In January 2020, Von D announced that she was selling shares of her makeup line to its corporate parent, Kendo. She had been miserable for years, she says now. Her beauty brand had become a monster she could no longer wrestle into submission. She wanted to focus on being a musician, and a mother.

The timing struck many as suspect. “I didn’t get canceled,” Von D says. “I didn’t lose my makeup line because of a comment I said on Instagram.” The sale had been in the works for months, she says. “I sold it and cashed out while I could, but I think it makes for a juicier story. The media tends to really, like, sink their teeth into that kind of stuff, which I think is a lot. It can be damaging.”

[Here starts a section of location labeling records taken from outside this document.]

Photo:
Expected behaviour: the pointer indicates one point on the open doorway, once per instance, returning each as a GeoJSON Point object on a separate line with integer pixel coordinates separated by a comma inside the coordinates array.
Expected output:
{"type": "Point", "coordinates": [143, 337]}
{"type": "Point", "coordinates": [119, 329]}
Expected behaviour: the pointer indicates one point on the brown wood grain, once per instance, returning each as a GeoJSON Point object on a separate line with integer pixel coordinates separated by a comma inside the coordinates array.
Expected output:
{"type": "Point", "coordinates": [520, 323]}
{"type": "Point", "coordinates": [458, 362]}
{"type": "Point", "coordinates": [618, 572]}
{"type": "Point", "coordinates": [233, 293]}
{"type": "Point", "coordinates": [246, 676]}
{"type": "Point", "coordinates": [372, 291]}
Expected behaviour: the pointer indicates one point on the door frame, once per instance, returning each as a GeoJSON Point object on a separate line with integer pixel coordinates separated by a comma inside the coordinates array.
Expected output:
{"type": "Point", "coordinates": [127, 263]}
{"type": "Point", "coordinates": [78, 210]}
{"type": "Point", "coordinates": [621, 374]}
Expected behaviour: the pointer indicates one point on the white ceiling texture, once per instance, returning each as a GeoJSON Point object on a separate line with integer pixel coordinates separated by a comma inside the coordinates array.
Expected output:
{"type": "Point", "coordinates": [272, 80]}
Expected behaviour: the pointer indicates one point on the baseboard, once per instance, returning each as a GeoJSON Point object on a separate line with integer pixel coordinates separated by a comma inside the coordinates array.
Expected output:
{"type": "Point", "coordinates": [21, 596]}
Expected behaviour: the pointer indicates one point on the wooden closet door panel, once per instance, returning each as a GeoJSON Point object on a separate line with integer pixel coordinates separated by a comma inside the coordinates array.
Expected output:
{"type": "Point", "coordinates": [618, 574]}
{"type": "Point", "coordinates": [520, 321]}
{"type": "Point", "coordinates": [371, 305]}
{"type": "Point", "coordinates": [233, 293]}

No one really knows whether Von D was actually canceled, or what that might even mean for someone like her. Because she is currently a free agent, there is nothing she can be canceled from. Her TV shows are no longer in production and her album is expected to be a niche seller. (The album is self-released through Kartel Music Group.) She still has more than 7.6 million Instagram followers.

According to Reyes, any dissatisfaction with his wife remains virtual. In real life, his family still can’t even go to a park without getting swarmed by fans. “Maybe on social media, sure, but never in person,” he insists of any blowback. “In person, people love her.”

The family lives part time in the tiny southern Indiana town of Vevay, where they recently bought a historically significant Italianate mansion that everyone, including Von D, assumes is haunted. They take walks along the nearby Ohio River and enjoy the solitude.

She is beginning to write songs for a new album, but it’s occasionally slow going. The songs on “Love Made Me Do It” were written by a sad person Von D doesn’t recognize anymore. “I really want to push myself to write a little more aggressively, because I think my go-to is always going to be melancholy and sad. I love sad love songs. I don’t know how to write a happy one, you know?”